Ну вот наконец-то и сама корчма: просторный двор, осёдланные кони томятся под навесом. А вон спальная изба, напротив – кабак. И тут же к ним прилипла церквушка древняя, а там на перекладине висят позеленевшие колокольца… Вот в них ударил пономарь, он бьёт, и голос их, унылый, слабый, едва перекрывает лишь этот постоялый дворик.

Алёшка и Гринька поспешно закрестились на церквушку под удары колоколов негромких. Их спутник тоже положил крест на себя, но неумело, не поднимая глаз на церквушку древнюю. Затем он, тряхнув чёрными кудрями, словно подбадривал себя, стал подниматься по крыльцу. Оно было высокое, давно уже покосилось, перила сгнили, вот-вот, казалось, упадут, если налечь на них неосторожно…

Они вошли в кабак. Полно народа. Всё те же лица: ярыжки[5], нищие, бродяги, казаки… Столы растрескались, покрылись грязью, скоблили их, как видно было, десятка два лет назад, ещё при царе Грозном… Герои наши прошли подальше в темноту, вглубь кабака, уселись там за стол, под ними шатко заходили лавки… Гудели ноги, и горло пересохло, хотелось чем-нибудь смочить его.

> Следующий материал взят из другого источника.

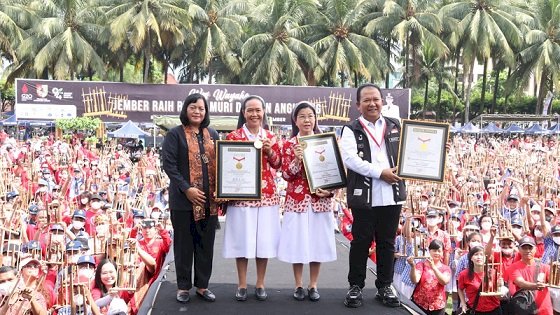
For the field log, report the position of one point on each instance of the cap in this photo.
(527, 240)
(86, 259)
(26, 260)
(74, 245)
(148, 223)
(79, 213)
(432, 213)
(137, 213)
(56, 227)
(32, 245)
(33, 209)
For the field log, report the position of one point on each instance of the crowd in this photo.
(85, 229)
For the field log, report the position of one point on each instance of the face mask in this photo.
(432, 221)
(101, 229)
(86, 273)
(78, 225)
(507, 251)
(486, 226)
(474, 244)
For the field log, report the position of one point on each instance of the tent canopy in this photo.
(128, 130)
(491, 128)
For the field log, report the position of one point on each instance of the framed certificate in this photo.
(238, 170)
(422, 150)
(322, 161)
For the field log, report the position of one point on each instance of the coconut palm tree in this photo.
(62, 39)
(146, 25)
(277, 52)
(413, 23)
(540, 58)
(483, 27)
(342, 46)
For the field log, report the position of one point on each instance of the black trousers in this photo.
(380, 223)
(193, 240)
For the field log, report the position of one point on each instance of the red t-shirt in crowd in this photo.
(527, 272)
(471, 286)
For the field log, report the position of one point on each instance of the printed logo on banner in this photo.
(25, 95)
(42, 90)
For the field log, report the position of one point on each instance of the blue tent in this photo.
(536, 129)
(10, 121)
(128, 130)
(555, 130)
(514, 129)
(470, 128)
(491, 128)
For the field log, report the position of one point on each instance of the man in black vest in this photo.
(369, 147)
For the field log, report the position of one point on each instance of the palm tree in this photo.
(413, 24)
(277, 52)
(482, 27)
(218, 25)
(541, 55)
(342, 47)
(61, 40)
(146, 25)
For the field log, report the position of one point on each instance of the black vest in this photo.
(357, 182)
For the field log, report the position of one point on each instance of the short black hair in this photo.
(241, 119)
(300, 106)
(193, 98)
(364, 86)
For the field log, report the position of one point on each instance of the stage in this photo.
(279, 286)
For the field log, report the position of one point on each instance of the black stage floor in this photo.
(279, 286)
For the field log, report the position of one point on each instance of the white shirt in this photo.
(382, 192)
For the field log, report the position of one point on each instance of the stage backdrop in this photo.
(120, 102)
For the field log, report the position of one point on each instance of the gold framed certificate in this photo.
(422, 150)
(322, 161)
(238, 170)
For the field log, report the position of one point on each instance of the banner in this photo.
(119, 102)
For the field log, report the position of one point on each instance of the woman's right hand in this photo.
(196, 196)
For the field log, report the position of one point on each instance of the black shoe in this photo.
(353, 297)
(313, 294)
(207, 295)
(260, 293)
(241, 294)
(183, 296)
(299, 294)
(388, 297)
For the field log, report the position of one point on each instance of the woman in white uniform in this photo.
(307, 235)
(253, 227)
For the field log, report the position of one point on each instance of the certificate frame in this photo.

Кабатчик подал сразу же им пиво и молча заглянул в лицо Матюшке: в нём по одёжке опознав того, который денежкой богат, за всех заплатит.

Матюшка подтёр нос кулаком и жестом показал ему на стол: «Пожрать, покруче и живее! Что ты как дохлый!.. Пся кровь!»

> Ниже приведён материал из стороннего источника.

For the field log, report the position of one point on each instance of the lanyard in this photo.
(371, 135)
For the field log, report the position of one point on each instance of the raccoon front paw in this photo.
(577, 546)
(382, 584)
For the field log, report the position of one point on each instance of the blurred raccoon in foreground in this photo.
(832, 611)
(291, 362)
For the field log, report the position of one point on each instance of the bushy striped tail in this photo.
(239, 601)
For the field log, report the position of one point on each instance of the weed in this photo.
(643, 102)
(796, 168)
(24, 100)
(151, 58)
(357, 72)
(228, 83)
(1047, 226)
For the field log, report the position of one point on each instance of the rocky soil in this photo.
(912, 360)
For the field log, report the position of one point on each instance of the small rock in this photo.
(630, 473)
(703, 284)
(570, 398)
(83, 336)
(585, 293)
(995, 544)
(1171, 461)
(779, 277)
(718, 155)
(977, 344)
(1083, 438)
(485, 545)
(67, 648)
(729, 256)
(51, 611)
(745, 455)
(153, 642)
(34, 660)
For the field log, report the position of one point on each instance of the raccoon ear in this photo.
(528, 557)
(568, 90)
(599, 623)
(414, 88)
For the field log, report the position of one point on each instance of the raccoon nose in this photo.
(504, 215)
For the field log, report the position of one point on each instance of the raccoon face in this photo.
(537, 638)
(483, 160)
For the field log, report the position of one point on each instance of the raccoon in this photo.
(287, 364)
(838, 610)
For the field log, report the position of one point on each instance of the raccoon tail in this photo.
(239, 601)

Кабатчик хитро хмыкнул: «Хм!.. Всё будет, как изволит пан!»… И вёртко крутанулся он, и словно ветром его сдуло.

Дневной свет струился слабо сквозь оконце. В кабаке, в угарном мраке, двигались какие-то, как призраки, живые тени.

Тут кабатчик вынырнул откуда-то из темноты. Перед ними появилось по лепёшке. Кинул он на стол ещё кусок от окорока, сразу же исчез опять в хмельном чаду.

Они поели и запили мясо пивом. Матюшка вытер руки о свой поношенный кафтан, сыто икнул на весь кабак и показал своим товарищам на дверь: «Пошли!..» Он поднялся с лавки, небрежно бросил кабатчику затёртый алтынец и неторопливо прошёл к выходу, подвинув рукой кого-то, вставшего ему на пути.

Они вышли с постоялого двора и направились опять к базару, по улочкам пустым и тесным.

– Ну ты, Матюшка, бога-ач! – завистливо пропел высоким тенорком бродяга Гринька. – Вот повезло-то нам! – затараторил он, с подобострастным блеском в голодных глазах. – Откуда столь серебра нахапал, а?! Богат – как царь!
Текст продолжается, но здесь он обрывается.